We stepped outside, and I squinted into the hazy sunlight. The thick, sultry heat was suffocating. When my eyes focused I saw the band of young black boys that I had seen before we entered the magazine shop was now rummaging through the vacant lot. Some were throwing bricks at glass remnants; others were jumping on plaster boards, forcing the gypsum to crack. When Horace and I stepped onto the sidewalk they all stopped what they were doing and looked at us with defiance and hatred. None of them could have been more than fifteen years old.

“Hey, hey,” one of them said. “Look what we got here. Look like Uncle Tom be walkin’ his young mastah home.” They all laughed.

Another said, “Hey, Grandpap, where the real mastah at?”

“He up in the big house,” another answered. “Rockin’ his chair on the plantation porch.”

The boys were thin. Most wore t-shirts. Some were naked to the waist to show their muscles. But they all had a hungry look, a look that surpassed a need for food. Strangely, I thought of the roast beef sandwich I couldn't finish and the Coke and the wedge of apple pie that waited for me. I pushed those images away because although I didn’t understand what the boys meant, I was scared.

Another boy said, “Why you be wearin’ a hat? Why not wear a field rag to cover yo head?”

The first one spoke again. “Look like ole Marse Whiteass sent his nigger on a errand. Fetch some comic books for little Whitey.”

“Yes suh, yes suh,” the second one said with an exaggerated Southern accent and scuttled along as if one of his legs were broken or shackled, perhaps imitating some servant from an old movie.

“Don’t you know them days is over, Grandpap?”

“Don’t you feel no shame, old man?”

The boys started to grab pieces of two-by-fours that at one time held walls together. Their taunting voices, their youth and their numbers gave them strength and a single mind. Then, like a pack of predators, they moved towards us.

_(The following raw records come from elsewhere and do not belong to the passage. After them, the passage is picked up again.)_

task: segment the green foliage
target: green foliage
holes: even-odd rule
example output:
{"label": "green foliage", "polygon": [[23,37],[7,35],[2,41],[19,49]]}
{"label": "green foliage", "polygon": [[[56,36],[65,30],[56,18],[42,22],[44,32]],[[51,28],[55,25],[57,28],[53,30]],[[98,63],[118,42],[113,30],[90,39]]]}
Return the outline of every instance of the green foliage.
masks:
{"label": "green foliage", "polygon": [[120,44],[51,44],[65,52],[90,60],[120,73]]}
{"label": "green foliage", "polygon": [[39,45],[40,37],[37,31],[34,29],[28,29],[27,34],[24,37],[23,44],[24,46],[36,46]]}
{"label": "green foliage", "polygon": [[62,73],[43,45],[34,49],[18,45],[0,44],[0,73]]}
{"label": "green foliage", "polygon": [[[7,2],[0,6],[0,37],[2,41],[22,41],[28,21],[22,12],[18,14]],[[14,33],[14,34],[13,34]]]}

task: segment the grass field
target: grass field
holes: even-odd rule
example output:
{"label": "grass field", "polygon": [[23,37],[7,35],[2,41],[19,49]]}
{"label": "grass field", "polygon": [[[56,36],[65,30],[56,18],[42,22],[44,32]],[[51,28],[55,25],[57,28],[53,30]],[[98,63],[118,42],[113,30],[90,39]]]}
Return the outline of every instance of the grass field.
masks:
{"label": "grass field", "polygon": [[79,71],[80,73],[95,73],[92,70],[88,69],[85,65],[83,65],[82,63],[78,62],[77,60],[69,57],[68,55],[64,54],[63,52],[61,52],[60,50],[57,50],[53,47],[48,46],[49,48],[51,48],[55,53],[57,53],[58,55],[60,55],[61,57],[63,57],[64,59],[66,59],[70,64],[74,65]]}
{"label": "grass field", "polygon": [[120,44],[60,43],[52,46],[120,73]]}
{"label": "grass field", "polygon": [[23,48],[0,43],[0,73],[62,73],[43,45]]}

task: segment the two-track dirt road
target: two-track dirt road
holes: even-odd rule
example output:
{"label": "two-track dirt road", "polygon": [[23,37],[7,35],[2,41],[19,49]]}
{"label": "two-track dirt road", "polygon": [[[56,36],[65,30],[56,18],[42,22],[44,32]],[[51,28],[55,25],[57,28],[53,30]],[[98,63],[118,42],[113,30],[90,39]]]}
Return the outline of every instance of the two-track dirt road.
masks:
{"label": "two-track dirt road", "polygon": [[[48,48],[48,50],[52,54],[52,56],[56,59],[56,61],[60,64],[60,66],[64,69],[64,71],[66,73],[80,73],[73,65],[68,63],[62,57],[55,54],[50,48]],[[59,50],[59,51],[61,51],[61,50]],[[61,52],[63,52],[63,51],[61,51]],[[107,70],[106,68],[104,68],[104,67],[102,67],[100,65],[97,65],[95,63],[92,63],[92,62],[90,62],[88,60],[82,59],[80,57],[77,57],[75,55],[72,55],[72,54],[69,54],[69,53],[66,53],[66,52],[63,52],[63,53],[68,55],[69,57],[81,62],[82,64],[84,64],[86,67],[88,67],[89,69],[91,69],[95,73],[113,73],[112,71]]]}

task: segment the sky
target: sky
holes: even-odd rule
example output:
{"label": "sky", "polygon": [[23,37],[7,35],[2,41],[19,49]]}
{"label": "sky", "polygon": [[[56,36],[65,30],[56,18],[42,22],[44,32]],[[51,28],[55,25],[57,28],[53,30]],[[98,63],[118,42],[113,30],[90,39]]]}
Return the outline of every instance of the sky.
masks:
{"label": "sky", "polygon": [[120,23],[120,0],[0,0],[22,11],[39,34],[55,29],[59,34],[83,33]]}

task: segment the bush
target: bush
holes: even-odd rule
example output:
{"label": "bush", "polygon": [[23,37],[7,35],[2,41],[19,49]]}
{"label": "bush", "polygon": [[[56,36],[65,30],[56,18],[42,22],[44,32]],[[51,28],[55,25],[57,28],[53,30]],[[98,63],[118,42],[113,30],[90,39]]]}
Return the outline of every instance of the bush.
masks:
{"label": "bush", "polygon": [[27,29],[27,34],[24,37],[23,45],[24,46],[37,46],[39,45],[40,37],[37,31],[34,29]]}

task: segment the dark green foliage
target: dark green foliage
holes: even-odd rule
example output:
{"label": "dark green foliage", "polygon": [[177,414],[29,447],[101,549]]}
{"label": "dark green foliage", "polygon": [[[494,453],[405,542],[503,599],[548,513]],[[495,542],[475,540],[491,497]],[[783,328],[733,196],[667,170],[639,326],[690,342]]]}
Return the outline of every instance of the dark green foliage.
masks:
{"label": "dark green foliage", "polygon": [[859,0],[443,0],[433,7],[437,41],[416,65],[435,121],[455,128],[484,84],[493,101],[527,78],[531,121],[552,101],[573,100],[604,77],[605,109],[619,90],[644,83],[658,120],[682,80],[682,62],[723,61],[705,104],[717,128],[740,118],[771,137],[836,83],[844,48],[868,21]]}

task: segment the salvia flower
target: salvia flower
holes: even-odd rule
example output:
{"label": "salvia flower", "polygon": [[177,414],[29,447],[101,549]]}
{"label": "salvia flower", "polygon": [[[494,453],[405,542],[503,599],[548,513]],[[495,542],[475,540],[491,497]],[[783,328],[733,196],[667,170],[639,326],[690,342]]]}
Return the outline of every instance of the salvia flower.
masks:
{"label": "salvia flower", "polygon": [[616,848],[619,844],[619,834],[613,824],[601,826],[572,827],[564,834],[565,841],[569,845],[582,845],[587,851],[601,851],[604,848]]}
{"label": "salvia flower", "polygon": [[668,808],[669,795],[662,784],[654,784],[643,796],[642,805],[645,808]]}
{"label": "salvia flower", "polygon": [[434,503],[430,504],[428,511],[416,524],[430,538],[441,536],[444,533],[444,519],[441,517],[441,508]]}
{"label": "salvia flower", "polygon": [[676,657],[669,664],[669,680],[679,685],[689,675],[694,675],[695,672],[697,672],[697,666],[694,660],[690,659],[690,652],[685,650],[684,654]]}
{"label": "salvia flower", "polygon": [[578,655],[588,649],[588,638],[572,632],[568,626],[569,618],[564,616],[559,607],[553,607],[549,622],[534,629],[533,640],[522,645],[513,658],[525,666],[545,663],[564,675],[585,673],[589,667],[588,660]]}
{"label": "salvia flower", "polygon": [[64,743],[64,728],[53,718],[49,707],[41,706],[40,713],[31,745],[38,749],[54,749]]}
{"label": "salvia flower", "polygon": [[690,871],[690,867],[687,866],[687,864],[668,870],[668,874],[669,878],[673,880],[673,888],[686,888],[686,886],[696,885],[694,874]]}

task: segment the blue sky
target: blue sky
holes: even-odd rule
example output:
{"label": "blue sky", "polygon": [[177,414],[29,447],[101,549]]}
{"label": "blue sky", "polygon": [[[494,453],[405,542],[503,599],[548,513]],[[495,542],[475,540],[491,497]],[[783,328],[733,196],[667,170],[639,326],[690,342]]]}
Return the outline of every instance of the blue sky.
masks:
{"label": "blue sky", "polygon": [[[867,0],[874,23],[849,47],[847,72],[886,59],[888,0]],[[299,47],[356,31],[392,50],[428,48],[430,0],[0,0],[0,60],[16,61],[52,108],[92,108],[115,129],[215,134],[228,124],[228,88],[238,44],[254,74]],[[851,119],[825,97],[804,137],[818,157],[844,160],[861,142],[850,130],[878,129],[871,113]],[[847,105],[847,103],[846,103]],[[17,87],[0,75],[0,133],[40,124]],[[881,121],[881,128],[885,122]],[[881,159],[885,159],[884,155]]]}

My small hand reached for Horace’s. His rough, warm hand enclosed mine with unquestioning firmness. Then he stood taller. Somehow his long back lengthened. His jaw set. His eyes were like stones that showed nothing but purpose, and he looked from one boy’s eyes into the next set of eyes, deeply. I could not see what they saw. I could not feel what they felt. Horace stood like an oak tree. He didn’t move a muscle; never said a word. No x-ray vision or gadgets in a belt. Just dignity.

Something deserted each boy. Their fingers eased from the wood. They dropped the two-by-fours, but their eyes would not release their hatred.

“Just one time, old man,” the first boy said in a cursed whisper.

We crossed the street.

Years passed before I realized the meaning of that moment. Four summers later Newark would be another city that exploded. My father’s store would be robbed. Sam’s store would be looted and burned to the ground. Horace would be dead from lung cancer.

When I look back, I wonder what Horace had been thinking? Did he feel more than a wisp of satisfaction to see those young people so full of anger that they would sacrifice their flesh—perhaps down the road even their lives—to make a point? All to force an overdue change? Did Horace feel regret in knowing that such a change would come at a terrible price? Did he feel shame in how he had lived his life? Or did he feel pride in how he had conducted himself in the life allotted to him?

I was too young to ask those questions. When I was old enough to ask, the opportunity had passed. What I did realize on some level was that all heroes do not possess super powers.

Horace and I walked back to the store. All the while I held the fantasy books in one hand and a roughened reality in the other.